Comme l’accusé ne voulait comparaître, l'audience a rapidement été suspendue par le président de la Cour.

« L'accusé ne veut pas venir à la salle d'audience », avait annoncé le procureur Mbacké Fall, à l'ouverture de l'audience, demandant au tribunal d'"user des prérogatives du Code de procédure pénale pour faire comparaître l'accusé".

Comme au premier jour du procès le 20 juillet, un huissier a donc été envoyé au dépôt du tribunal pour sommer l’accusé "à comparaître immédiatement". "Hissène Habré a été conduit de force dans la salle d’audience, rapporte France 24 sur place.

Il est apparu enturbanné, tout vêtu de blanc, porté par des membres des forces de sécurité qui l’ont amené jusqu’à son fauteuil et l’y ont maintenu assis.

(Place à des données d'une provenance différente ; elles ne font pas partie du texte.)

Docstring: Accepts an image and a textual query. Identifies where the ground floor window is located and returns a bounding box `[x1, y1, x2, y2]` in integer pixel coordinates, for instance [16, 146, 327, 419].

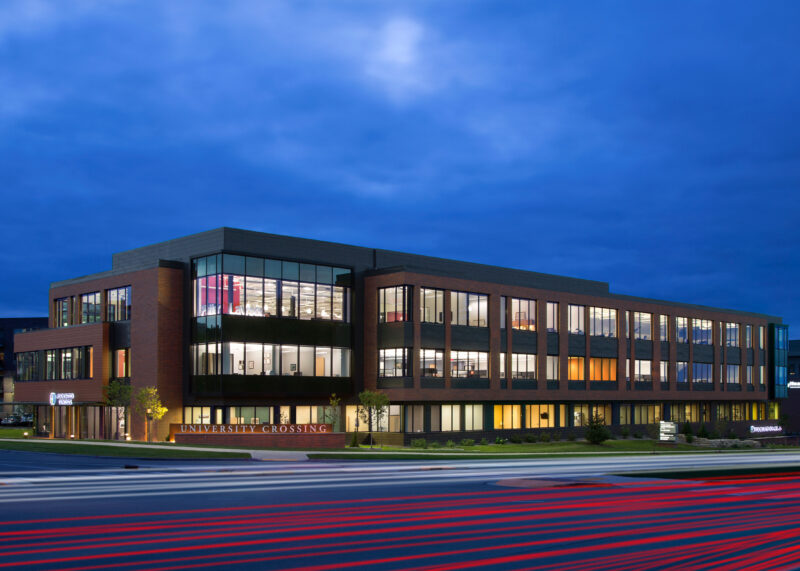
[405, 404, 425, 432]
[525, 404, 556, 428]
[464, 404, 483, 430]
[494, 404, 522, 430]
[631, 403, 664, 424]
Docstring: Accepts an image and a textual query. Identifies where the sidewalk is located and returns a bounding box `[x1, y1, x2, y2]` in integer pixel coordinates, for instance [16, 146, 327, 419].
[0, 438, 308, 462]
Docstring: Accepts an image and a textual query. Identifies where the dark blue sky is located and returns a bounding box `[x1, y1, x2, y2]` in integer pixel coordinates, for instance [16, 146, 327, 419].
[0, 0, 800, 330]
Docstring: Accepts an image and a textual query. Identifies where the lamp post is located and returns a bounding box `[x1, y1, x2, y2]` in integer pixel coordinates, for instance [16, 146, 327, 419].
[144, 408, 153, 442]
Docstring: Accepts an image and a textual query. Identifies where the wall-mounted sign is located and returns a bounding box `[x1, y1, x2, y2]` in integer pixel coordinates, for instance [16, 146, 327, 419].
[658, 420, 678, 442]
[170, 424, 333, 437]
[50, 393, 75, 406]
[750, 424, 783, 434]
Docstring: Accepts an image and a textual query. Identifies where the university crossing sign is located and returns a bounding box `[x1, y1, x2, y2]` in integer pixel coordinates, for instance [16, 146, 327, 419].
[169, 424, 344, 447]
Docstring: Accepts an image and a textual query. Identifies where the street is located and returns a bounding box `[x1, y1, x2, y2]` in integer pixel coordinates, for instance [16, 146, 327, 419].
[0, 451, 800, 570]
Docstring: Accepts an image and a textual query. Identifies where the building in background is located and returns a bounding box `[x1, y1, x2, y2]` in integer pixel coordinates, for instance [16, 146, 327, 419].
[782, 339, 800, 434]
[16, 228, 788, 443]
[0, 317, 47, 418]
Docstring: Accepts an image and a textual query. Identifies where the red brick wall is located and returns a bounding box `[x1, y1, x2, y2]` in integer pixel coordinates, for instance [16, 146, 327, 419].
[175, 432, 347, 449]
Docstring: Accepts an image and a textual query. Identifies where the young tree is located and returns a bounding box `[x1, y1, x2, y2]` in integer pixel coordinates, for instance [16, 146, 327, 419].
[105, 379, 131, 440]
[358, 389, 389, 448]
[323, 393, 342, 431]
[134, 387, 168, 442]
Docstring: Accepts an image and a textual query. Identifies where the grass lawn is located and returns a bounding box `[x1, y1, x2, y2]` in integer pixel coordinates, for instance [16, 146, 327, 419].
[308, 440, 716, 459]
[0, 435, 250, 460]
[0, 426, 33, 438]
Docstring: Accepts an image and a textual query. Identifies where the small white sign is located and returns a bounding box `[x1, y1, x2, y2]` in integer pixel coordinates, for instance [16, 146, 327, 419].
[658, 420, 678, 442]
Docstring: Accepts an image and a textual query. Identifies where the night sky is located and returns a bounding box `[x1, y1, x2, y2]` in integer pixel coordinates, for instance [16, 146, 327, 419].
[0, 0, 800, 330]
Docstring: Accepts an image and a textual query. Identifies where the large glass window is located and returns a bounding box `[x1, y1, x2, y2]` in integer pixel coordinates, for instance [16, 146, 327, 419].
[81, 291, 102, 323]
[464, 404, 483, 430]
[692, 363, 714, 383]
[106, 286, 131, 321]
[450, 291, 489, 327]
[675, 317, 689, 343]
[675, 361, 689, 383]
[222, 275, 244, 315]
[23, 346, 94, 381]
[589, 307, 617, 337]
[569, 305, 586, 335]
[547, 301, 558, 333]
[405, 404, 425, 432]
[589, 357, 617, 381]
[567, 357, 584, 381]
[511, 353, 536, 379]
[192, 254, 351, 321]
[113, 347, 131, 379]
[632, 404, 662, 424]
[525, 404, 556, 428]
[547, 355, 558, 381]
[633, 359, 653, 382]
[419, 349, 444, 377]
[633, 311, 653, 339]
[16, 351, 40, 381]
[53, 297, 70, 327]
[450, 351, 489, 378]
[440, 404, 461, 432]
[198, 343, 350, 377]
[378, 286, 411, 323]
[511, 297, 536, 331]
[692, 319, 713, 345]
[725, 323, 739, 347]
[420, 287, 444, 323]
[494, 404, 522, 430]
[378, 347, 411, 377]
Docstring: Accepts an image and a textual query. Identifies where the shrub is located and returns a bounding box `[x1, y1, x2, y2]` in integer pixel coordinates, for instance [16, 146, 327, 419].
[571, 415, 611, 444]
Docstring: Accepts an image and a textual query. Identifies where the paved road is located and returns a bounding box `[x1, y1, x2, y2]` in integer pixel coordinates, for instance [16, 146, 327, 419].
[0, 452, 800, 570]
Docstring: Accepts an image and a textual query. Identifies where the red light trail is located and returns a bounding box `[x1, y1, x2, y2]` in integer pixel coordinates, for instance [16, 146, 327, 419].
[0, 474, 800, 571]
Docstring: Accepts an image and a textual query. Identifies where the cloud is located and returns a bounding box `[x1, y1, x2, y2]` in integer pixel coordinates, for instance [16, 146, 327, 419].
[364, 17, 434, 101]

Hissène habré est jugé pour crime contre l'humanité devant un tribunal spécial africain à Dakar. Ce tribunal appelé « La Chambre Africaine Extraordinaire (CAE) » a été créé par un accord entre le Sénégal, le Tchad et l’Union Africaine (UA).

La Chambre Africaine extraordinaire (CAE) qui juge Hissène Habré sollicitée pour s’étendre au continent

La Chambre Africaine Extraordinaire (CAE)  qui juge Hissène Habré est sollicitée pour juger maintenant et à l’avenir d’autres crimes commis par des responsables politiques dans certains pays sur le continent africain, selon Mme Martine Schotsmans de RCN Justice & Démocratie.

«Depuis que le procès de Hissène Habré (HH) a commencé le 20 Juillet dernier, des voix continuent de réclamer que l’Union Africaine (UA) et les pays africains adoptent les CAE comme un Tribunal International africain qui statuera sur les cas de crimes de guerre, de crimes contre l’humanité, de tortures, meurtres massifs et disparitions forcées, dont se rendent souvent coupables certains régimes répressifs africains », a-t-elle dit.

Mme Martine a tenu ces propos lors d’une séance d’information sur le procès en cours de HH, mais il faut plus de sensibilisation sur la nécessité d’étendre les activités de la CAE à l’ensemble du continent.

« Les CAE devraient remplacer la Cour Pénale Internationale (CPI) qui est de plus en plus contestée par l’UA et les pays africains. Les adopter signifie juger les Africains sur leur propre continent. C’est une façon de rendre plus responsable la justice africaine face à son devoir », a souligné un participant.

Mme Martine a dit qu’elle a déjà parcouru certaines capitales africaines, comme certains de ses collègues, pour informer l’opinion sur la tenue du procès HH et l’importance des CAE en matière de Justice continentale. Elle félicite tous ceux qui ont œuvré pour la création des CAE qui sont entrain de juger HH.

Les crimes de Hissène Habré

Hissène Habré a été Président du Tchad de 1982 à 1990. Il est monté au pouvoir avec le soutien des Tribus Hajerai et Zagawa. Mais lui est de l’ethnie Gorane. Des divisions entre ethnies et régions se sont accentuées sous son pouvoir. Une opposition armée continue l’a obligé à être impitoyable avec des citoyens innocents.

En 1984, il a réprimé les Kodos du Sud, une sorte de milice qui s’opposait à son pouvoir. C’est ce que l’on appelle « Septembre noir ». Il a instauré plusieurs prisons secrètes, dont certaines dans ses jardins de la présidence. Un climat général de méfiance et de dénonciation s’est installé dans le pays.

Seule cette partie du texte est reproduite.